L'avertissement de Petro : « effondrement climatique »
Petro n'a pas mâché ses mots. Utiliser des combustibles fossiles pour faire fonctionner les plateformes de minage, a-t-il déclaré, sape directement les objectifs climatiques mondiaux. Cet avertissement intervient alors que le mix énergétique de la Colombie repose encore fortement sur l'hydroélectricité — mais aussi sur le pétrole et le charbon. Pour les mineurs opérant dans le pays, le message est clair : ne comptez pas sur une électricité fossile bon marché qui durerait.
Pourquoi les énergies renouvelables sont importantes pour le minage
Le minage de bitcoin est énergivore par conception. Lorsque cette énergie provient du charbon ou du gaz, l'empreinte carbone est brutale. L'argument de Petro est simple : passer au solaire, à l'éolien ou à l'hydroélectricité, ou risquer d'être fermé. L'économie favorise déjà les énergies renouvelables dans de nombreux endroits : une fois les turbines ou les panneaux construits, le coût marginal de l'électricité est proche de zéro. Les mineurs à la recherche d'énergie à bas coût affluent vers les régions disposant d'énergie verte excédentaire ou isolée.

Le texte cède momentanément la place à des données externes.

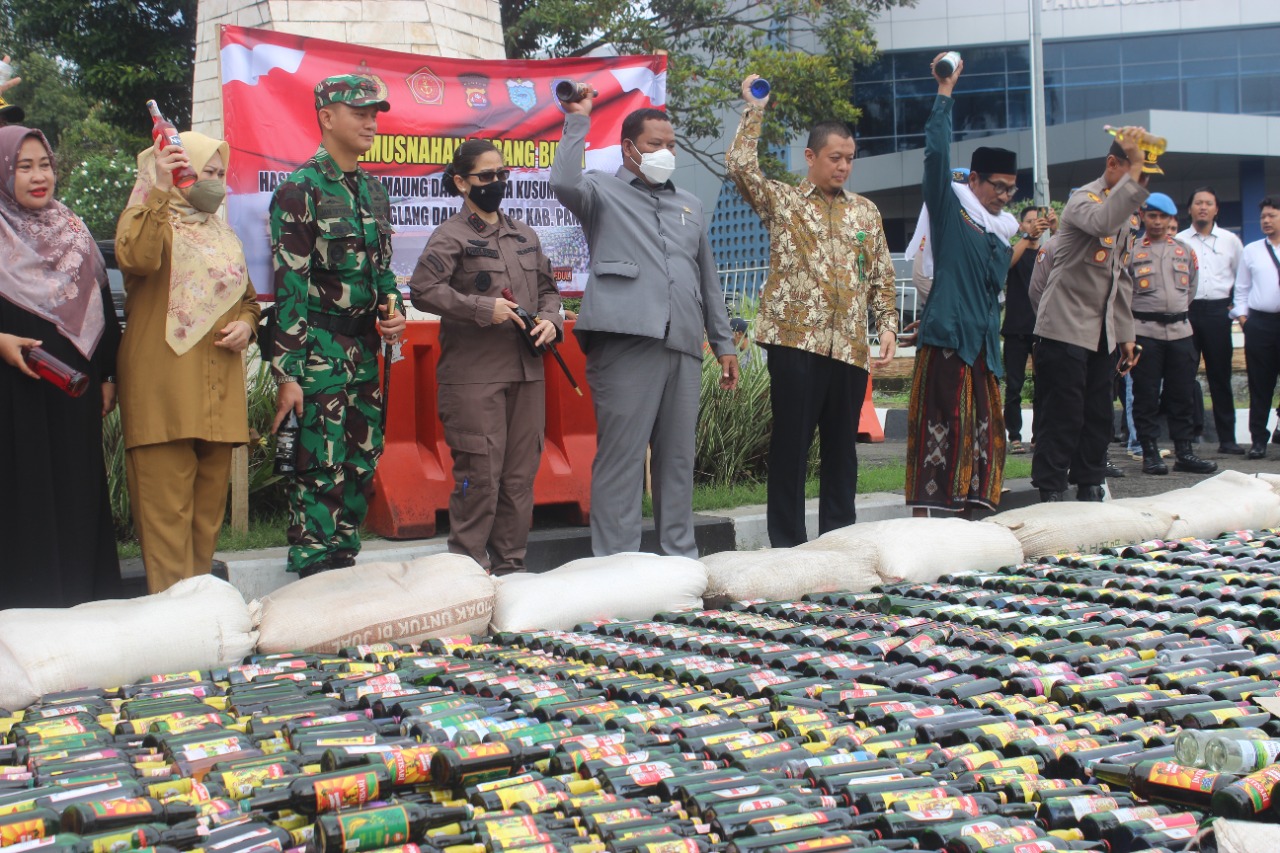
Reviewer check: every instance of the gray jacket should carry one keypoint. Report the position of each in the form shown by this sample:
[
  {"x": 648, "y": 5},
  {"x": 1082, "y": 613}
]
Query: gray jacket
[
  {"x": 652, "y": 268},
  {"x": 1088, "y": 291}
]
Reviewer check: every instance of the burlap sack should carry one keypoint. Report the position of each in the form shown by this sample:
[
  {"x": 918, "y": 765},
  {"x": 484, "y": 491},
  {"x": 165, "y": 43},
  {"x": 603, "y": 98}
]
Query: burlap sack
[
  {"x": 1075, "y": 527},
  {"x": 196, "y": 624},
  {"x": 786, "y": 574},
  {"x": 920, "y": 550},
  {"x": 1228, "y": 501},
  {"x": 379, "y": 602},
  {"x": 625, "y": 585}
]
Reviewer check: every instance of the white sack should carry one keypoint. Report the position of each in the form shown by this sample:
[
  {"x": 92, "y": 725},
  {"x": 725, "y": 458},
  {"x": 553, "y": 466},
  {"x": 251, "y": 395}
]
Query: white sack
[
  {"x": 1229, "y": 501},
  {"x": 1082, "y": 527},
  {"x": 922, "y": 550},
  {"x": 197, "y": 624},
  {"x": 624, "y": 585},
  {"x": 786, "y": 574},
  {"x": 379, "y": 602}
]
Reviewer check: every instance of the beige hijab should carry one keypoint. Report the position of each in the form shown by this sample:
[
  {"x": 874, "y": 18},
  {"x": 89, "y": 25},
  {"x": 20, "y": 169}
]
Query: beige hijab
[{"x": 206, "y": 272}]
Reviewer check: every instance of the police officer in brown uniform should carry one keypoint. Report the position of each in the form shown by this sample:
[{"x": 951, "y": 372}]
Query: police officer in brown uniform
[
  {"x": 1083, "y": 324},
  {"x": 492, "y": 397},
  {"x": 1164, "y": 273}
]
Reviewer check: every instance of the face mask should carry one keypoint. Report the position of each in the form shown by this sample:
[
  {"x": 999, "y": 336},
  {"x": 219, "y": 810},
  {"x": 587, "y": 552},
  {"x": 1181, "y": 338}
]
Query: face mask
[
  {"x": 657, "y": 165},
  {"x": 206, "y": 196},
  {"x": 488, "y": 196}
]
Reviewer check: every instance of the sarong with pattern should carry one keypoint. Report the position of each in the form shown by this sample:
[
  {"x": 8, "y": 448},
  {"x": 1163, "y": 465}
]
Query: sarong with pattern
[{"x": 955, "y": 433}]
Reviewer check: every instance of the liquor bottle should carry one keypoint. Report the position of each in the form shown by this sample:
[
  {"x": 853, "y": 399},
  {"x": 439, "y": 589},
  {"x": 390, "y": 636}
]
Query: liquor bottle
[
  {"x": 1233, "y": 755},
  {"x": 287, "y": 446},
  {"x": 1251, "y": 797},
  {"x": 324, "y": 792},
  {"x": 55, "y": 370},
  {"x": 104, "y": 815},
  {"x": 163, "y": 128}
]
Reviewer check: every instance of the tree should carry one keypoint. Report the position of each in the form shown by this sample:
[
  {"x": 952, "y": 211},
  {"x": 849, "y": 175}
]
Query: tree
[
  {"x": 809, "y": 50},
  {"x": 122, "y": 53}
]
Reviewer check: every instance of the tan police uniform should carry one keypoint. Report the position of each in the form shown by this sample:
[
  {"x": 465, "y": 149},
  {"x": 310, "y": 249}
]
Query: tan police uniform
[
  {"x": 1082, "y": 316},
  {"x": 492, "y": 396},
  {"x": 1164, "y": 284}
]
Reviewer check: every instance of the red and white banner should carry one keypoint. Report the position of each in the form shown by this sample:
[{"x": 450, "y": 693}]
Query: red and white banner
[{"x": 437, "y": 104}]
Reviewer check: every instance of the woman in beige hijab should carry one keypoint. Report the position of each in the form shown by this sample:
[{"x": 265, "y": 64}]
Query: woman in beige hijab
[{"x": 190, "y": 311}]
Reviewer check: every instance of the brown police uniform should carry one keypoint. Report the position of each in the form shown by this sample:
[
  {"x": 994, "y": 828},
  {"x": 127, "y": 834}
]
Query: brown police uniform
[
  {"x": 1164, "y": 284},
  {"x": 492, "y": 397},
  {"x": 1080, "y": 318}
]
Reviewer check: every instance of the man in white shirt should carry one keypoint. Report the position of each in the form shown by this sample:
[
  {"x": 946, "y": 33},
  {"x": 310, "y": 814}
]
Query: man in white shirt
[
  {"x": 1219, "y": 254},
  {"x": 1257, "y": 306}
]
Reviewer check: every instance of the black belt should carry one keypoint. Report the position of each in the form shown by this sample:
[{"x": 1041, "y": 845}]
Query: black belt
[
  {"x": 353, "y": 327},
  {"x": 1153, "y": 316}
]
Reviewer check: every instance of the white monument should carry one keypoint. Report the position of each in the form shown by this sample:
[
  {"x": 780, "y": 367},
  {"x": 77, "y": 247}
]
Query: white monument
[{"x": 455, "y": 28}]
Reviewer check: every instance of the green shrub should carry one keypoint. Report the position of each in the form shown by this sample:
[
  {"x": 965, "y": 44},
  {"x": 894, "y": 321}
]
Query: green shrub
[{"x": 99, "y": 190}]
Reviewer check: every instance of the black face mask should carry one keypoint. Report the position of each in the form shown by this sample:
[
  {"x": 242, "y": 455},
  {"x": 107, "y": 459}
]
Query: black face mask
[{"x": 488, "y": 196}]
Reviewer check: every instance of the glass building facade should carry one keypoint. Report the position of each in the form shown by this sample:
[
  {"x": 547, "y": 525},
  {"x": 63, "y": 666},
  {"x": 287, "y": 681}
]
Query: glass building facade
[{"x": 1228, "y": 71}]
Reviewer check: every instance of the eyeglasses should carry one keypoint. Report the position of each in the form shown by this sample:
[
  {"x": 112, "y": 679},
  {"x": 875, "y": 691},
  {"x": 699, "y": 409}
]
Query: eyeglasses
[
  {"x": 1006, "y": 190},
  {"x": 489, "y": 176}
]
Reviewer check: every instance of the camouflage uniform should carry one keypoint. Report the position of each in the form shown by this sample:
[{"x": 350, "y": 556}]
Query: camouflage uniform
[{"x": 332, "y": 252}]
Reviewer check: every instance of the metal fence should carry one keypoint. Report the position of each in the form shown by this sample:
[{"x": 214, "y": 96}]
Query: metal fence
[{"x": 744, "y": 284}]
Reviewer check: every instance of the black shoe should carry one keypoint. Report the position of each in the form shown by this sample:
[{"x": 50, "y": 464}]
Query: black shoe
[
  {"x": 1091, "y": 493},
  {"x": 1151, "y": 461},
  {"x": 315, "y": 569},
  {"x": 1185, "y": 460}
]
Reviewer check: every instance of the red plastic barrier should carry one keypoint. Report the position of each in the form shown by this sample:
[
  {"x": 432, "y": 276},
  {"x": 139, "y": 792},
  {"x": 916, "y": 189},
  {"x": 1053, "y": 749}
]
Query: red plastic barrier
[
  {"x": 415, "y": 477},
  {"x": 869, "y": 429}
]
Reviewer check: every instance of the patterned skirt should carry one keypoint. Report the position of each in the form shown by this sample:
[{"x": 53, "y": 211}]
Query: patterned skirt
[{"x": 955, "y": 433}]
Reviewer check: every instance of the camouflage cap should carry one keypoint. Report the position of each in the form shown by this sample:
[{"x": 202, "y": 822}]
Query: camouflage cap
[
  {"x": 10, "y": 113},
  {"x": 351, "y": 90}
]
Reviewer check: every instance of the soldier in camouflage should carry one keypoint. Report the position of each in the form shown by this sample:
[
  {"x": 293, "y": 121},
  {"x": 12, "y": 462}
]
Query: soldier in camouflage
[{"x": 332, "y": 254}]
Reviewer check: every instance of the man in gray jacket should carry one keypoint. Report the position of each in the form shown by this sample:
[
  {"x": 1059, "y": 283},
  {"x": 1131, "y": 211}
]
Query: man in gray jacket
[
  {"x": 1083, "y": 316},
  {"x": 652, "y": 292}
]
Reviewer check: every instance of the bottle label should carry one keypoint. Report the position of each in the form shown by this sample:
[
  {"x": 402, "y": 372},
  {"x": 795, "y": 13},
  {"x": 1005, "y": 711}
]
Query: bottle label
[
  {"x": 355, "y": 789},
  {"x": 1171, "y": 821},
  {"x": 118, "y": 807},
  {"x": 1082, "y": 806},
  {"x": 1258, "y": 787},
  {"x": 22, "y": 831},
  {"x": 759, "y": 804},
  {"x": 1166, "y": 772}
]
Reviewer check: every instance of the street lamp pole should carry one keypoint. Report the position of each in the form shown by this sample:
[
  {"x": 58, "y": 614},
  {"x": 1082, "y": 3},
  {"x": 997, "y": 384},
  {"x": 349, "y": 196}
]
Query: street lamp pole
[{"x": 1040, "y": 151}]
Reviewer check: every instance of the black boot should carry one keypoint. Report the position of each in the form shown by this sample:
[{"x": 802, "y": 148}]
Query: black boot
[
  {"x": 1151, "y": 461},
  {"x": 1184, "y": 460},
  {"x": 1092, "y": 493}
]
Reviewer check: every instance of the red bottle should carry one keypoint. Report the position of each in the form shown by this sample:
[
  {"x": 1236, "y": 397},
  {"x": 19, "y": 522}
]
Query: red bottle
[
  {"x": 163, "y": 128},
  {"x": 56, "y": 372}
]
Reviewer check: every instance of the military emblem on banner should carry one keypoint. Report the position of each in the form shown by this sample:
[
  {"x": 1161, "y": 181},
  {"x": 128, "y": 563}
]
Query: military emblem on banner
[
  {"x": 556, "y": 82},
  {"x": 364, "y": 71},
  {"x": 521, "y": 92},
  {"x": 475, "y": 89},
  {"x": 425, "y": 87}
]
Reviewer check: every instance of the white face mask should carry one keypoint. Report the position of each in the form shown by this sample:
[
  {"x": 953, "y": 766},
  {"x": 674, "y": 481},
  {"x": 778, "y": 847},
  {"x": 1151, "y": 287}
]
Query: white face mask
[{"x": 657, "y": 165}]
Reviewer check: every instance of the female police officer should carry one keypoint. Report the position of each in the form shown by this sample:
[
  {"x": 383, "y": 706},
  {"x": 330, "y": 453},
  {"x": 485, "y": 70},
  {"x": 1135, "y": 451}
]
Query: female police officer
[{"x": 492, "y": 398}]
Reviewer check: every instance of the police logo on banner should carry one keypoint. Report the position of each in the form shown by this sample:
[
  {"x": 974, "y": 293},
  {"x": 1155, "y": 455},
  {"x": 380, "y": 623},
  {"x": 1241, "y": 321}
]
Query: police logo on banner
[
  {"x": 521, "y": 92},
  {"x": 475, "y": 89}
]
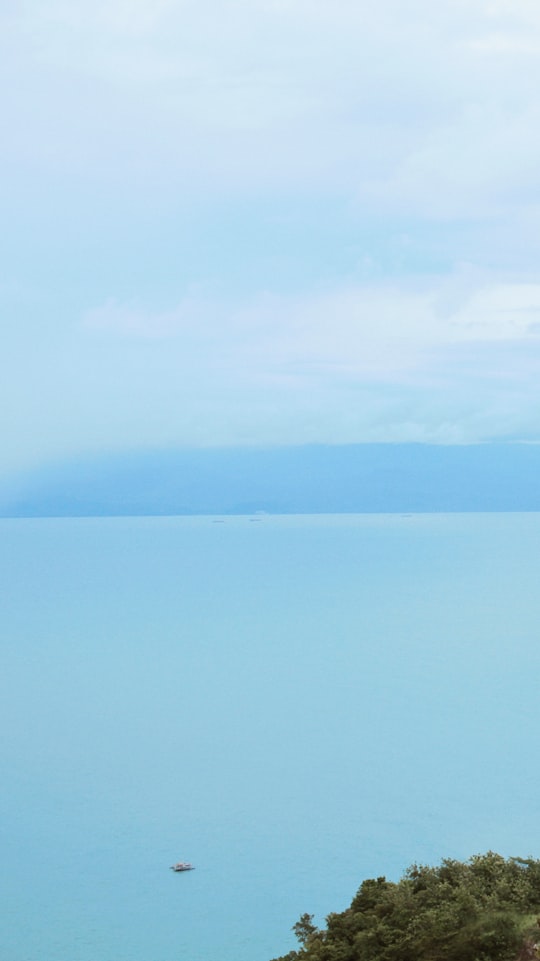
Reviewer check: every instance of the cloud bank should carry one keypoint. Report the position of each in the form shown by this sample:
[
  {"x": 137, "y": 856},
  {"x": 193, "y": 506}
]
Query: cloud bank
[{"x": 268, "y": 222}]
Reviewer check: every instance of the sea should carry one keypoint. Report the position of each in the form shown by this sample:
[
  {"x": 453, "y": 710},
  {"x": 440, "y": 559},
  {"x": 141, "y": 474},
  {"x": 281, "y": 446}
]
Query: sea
[{"x": 291, "y": 703}]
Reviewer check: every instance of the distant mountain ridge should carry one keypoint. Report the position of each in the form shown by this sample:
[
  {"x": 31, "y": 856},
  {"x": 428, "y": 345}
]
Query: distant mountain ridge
[{"x": 355, "y": 478}]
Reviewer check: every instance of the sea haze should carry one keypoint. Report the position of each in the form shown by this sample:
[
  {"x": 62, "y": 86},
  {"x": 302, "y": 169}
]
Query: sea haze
[
  {"x": 292, "y": 703},
  {"x": 307, "y": 479}
]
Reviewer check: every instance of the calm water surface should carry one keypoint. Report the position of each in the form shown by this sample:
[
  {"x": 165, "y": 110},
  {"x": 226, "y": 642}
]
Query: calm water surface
[{"x": 293, "y": 704}]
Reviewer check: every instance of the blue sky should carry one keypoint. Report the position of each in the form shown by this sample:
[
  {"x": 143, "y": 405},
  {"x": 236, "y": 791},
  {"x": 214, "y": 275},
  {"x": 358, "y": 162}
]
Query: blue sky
[{"x": 268, "y": 222}]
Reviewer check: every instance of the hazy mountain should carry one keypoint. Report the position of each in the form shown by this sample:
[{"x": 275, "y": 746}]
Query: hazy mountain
[{"x": 310, "y": 479}]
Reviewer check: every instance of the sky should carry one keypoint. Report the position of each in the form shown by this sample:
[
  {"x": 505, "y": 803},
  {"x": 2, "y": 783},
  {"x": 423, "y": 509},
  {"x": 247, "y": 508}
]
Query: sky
[{"x": 267, "y": 222}]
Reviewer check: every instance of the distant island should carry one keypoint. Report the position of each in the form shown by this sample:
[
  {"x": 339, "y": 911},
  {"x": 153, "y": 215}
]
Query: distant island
[
  {"x": 483, "y": 909},
  {"x": 307, "y": 479}
]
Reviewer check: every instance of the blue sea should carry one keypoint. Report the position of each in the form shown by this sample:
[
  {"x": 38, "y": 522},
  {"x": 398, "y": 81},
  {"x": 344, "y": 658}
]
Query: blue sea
[{"x": 291, "y": 703}]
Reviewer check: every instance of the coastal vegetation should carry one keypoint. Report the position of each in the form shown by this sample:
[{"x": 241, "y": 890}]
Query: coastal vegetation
[{"x": 483, "y": 909}]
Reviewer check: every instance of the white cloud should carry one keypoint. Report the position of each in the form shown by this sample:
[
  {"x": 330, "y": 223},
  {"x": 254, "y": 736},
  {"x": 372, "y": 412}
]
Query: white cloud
[{"x": 372, "y": 333}]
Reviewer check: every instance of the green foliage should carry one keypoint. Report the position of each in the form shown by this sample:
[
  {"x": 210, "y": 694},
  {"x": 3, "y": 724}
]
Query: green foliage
[{"x": 484, "y": 909}]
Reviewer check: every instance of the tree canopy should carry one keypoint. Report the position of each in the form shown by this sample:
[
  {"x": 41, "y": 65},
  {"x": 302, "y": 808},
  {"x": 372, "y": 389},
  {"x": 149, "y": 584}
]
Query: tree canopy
[{"x": 483, "y": 909}]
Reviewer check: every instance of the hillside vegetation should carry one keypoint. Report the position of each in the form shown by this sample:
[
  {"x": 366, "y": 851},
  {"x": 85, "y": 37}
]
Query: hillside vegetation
[{"x": 484, "y": 909}]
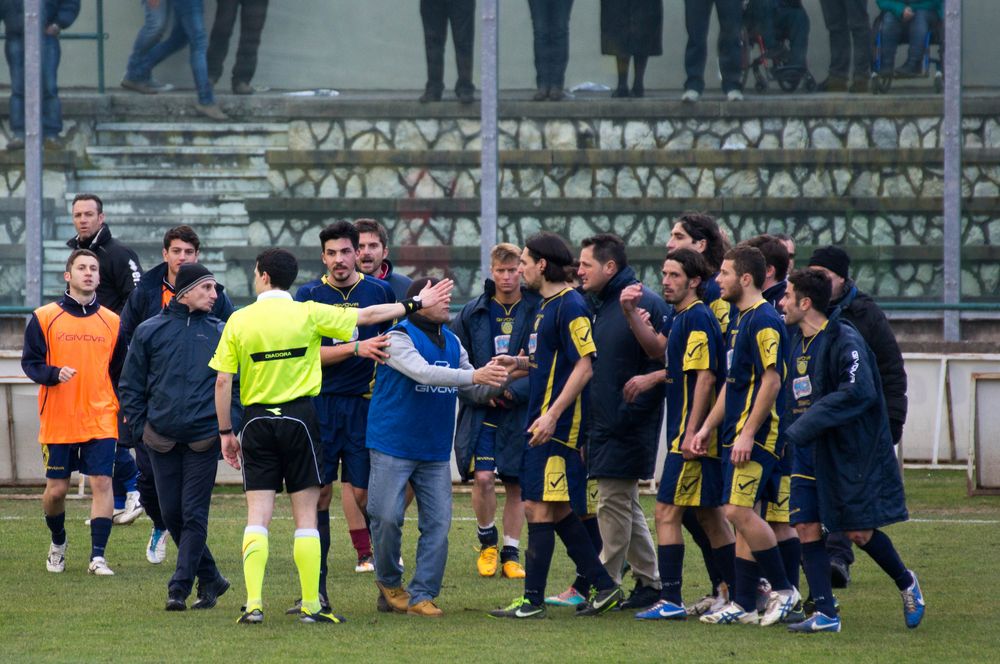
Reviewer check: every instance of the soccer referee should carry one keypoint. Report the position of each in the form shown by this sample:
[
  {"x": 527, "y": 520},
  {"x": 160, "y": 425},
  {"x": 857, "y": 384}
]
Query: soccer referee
[{"x": 274, "y": 345}]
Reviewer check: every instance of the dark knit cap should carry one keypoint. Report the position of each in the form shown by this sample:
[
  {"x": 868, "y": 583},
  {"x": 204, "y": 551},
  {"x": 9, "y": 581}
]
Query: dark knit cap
[
  {"x": 832, "y": 258},
  {"x": 190, "y": 275}
]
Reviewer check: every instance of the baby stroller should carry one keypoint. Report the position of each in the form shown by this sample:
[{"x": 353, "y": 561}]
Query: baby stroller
[
  {"x": 773, "y": 66},
  {"x": 883, "y": 72}
]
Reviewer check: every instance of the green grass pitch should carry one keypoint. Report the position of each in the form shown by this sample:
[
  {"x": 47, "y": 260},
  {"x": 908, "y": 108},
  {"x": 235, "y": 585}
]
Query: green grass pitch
[{"x": 952, "y": 541}]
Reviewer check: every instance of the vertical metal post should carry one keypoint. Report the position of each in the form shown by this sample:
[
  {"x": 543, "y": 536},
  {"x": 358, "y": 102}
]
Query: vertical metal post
[
  {"x": 489, "y": 184},
  {"x": 33, "y": 152},
  {"x": 100, "y": 46},
  {"x": 952, "y": 130}
]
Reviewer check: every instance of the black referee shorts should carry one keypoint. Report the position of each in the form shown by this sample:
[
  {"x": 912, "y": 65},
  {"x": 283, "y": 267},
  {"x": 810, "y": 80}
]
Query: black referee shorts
[{"x": 281, "y": 446}]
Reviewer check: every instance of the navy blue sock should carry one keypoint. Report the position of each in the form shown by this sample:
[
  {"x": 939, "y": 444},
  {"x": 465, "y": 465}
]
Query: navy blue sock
[
  {"x": 100, "y": 531},
  {"x": 725, "y": 563},
  {"x": 816, "y": 564},
  {"x": 581, "y": 551},
  {"x": 882, "y": 551},
  {"x": 537, "y": 558},
  {"x": 323, "y": 526},
  {"x": 57, "y": 526},
  {"x": 670, "y": 558},
  {"x": 772, "y": 568},
  {"x": 594, "y": 532},
  {"x": 791, "y": 556},
  {"x": 488, "y": 536},
  {"x": 693, "y": 526},
  {"x": 744, "y": 592}
]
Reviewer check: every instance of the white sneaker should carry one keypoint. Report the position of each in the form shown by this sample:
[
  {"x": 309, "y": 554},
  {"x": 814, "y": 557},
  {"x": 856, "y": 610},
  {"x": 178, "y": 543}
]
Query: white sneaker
[
  {"x": 56, "y": 562},
  {"x": 99, "y": 567},
  {"x": 156, "y": 550},
  {"x": 731, "y": 614},
  {"x": 132, "y": 511},
  {"x": 779, "y": 605}
]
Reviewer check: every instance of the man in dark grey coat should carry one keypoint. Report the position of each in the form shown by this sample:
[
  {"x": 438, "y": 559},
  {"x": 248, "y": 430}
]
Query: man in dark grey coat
[
  {"x": 845, "y": 475},
  {"x": 859, "y": 309},
  {"x": 625, "y": 423}
]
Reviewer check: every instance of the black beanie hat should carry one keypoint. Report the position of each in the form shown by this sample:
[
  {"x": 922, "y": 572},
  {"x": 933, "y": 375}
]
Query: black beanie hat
[
  {"x": 832, "y": 258},
  {"x": 190, "y": 275}
]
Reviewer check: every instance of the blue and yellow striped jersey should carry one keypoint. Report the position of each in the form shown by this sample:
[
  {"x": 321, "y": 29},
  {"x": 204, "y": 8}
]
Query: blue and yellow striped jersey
[
  {"x": 562, "y": 334},
  {"x": 757, "y": 342},
  {"x": 354, "y": 376},
  {"x": 695, "y": 344}
]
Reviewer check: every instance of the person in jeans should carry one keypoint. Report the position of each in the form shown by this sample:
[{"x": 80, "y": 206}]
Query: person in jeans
[
  {"x": 189, "y": 29},
  {"x": 154, "y": 25},
  {"x": 415, "y": 395},
  {"x": 848, "y": 23},
  {"x": 550, "y": 27},
  {"x": 697, "y": 14},
  {"x": 435, "y": 16},
  {"x": 168, "y": 397},
  {"x": 57, "y": 15},
  {"x": 253, "y": 13},
  {"x": 914, "y": 18}
]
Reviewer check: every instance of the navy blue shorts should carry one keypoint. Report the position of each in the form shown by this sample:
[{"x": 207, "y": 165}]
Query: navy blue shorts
[
  {"x": 343, "y": 423},
  {"x": 554, "y": 473},
  {"x": 95, "y": 457},
  {"x": 805, "y": 500},
  {"x": 690, "y": 483},
  {"x": 752, "y": 482},
  {"x": 775, "y": 509}
]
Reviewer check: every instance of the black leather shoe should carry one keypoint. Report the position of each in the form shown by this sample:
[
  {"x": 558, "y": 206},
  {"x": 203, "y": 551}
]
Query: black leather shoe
[
  {"x": 175, "y": 602},
  {"x": 840, "y": 574},
  {"x": 209, "y": 594}
]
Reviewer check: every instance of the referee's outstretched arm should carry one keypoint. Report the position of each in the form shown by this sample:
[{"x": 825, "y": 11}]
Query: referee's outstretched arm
[{"x": 428, "y": 297}]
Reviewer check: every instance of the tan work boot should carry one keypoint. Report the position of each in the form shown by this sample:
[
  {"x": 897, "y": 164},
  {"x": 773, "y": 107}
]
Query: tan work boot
[
  {"x": 396, "y": 598},
  {"x": 427, "y": 609}
]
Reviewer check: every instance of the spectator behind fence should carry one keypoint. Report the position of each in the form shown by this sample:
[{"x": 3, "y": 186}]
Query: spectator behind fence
[
  {"x": 189, "y": 29},
  {"x": 154, "y": 25},
  {"x": 847, "y": 21},
  {"x": 778, "y": 21},
  {"x": 435, "y": 16},
  {"x": 550, "y": 27},
  {"x": 253, "y": 13},
  {"x": 914, "y": 19},
  {"x": 631, "y": 29},
  {"x": 57, "y": 15},
  {"x": 697, "y": 14}
]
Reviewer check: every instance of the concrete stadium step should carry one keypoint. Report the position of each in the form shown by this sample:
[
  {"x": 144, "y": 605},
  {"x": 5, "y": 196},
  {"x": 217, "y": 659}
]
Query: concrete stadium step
[
  {"x": 126, "y": 181},
  {"x": 269, "y": 134},
  {"x": 174, "y": 156}
]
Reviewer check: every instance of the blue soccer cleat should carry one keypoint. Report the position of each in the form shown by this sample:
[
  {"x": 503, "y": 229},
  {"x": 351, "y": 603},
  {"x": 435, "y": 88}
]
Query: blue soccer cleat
[
  {"x": 913, "y": 603},
  {"x": 817, "y": 622},
  {"x": 663, "y": 610}
]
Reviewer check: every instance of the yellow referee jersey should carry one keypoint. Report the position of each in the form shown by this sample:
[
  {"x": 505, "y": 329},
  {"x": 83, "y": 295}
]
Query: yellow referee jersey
[{"x": 274, "y": 345}]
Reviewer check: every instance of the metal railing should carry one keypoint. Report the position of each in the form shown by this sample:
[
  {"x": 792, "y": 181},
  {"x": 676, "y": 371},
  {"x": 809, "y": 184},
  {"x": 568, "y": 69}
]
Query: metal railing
[{"x": 99, "y": 36}]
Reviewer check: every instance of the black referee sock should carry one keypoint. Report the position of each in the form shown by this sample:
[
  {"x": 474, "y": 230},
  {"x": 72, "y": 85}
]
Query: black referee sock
[
  {"x": 580, "y": 549},
  {"x": 791, "y": 556},
  {"x": 57, "y": 526},
  {"x": 323, "y": 526},
  {"x": 537, "y": 559},
  {"x": 100, "y": 531},
  {"x": 693, "y": 526},
  {"x": 882, "y": 551},
  {"x": 725, "y": 563}
]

Les voisins en profitent déjà
Le Paraguay et le Venezuela sont les exemples évidents. Le Paraguay fonctionne presque entièrement à l'hydroélectricité grâce au barrage d'Itaipu, et son électricité est parmi les moins chères du monde. Le réseau électrique vénézuélien est en désordre, mais son électricité subventionnée par l'État — également principalement hydroélectrique — a attiré un minage important, malgré d'autres risques. Petro les a cités comme la preuve que le minage vert n'est pas un fantasme. Cela se produit déjà, mais pas assez en Colombie.
Le timing est important. La pression mondiale sur l'utilisation énergétique des cryptomonnaies ne s'est pas relâchée. Les régulateurs aux États-Unis et en Europe envisagent des règles de divulgation plus strictes. La déclaration de Petro s'aligne sur une poussée plus large, mais c'est aussi un signal domestique : la Colombie ne sera pas un refuge pour le minage sale.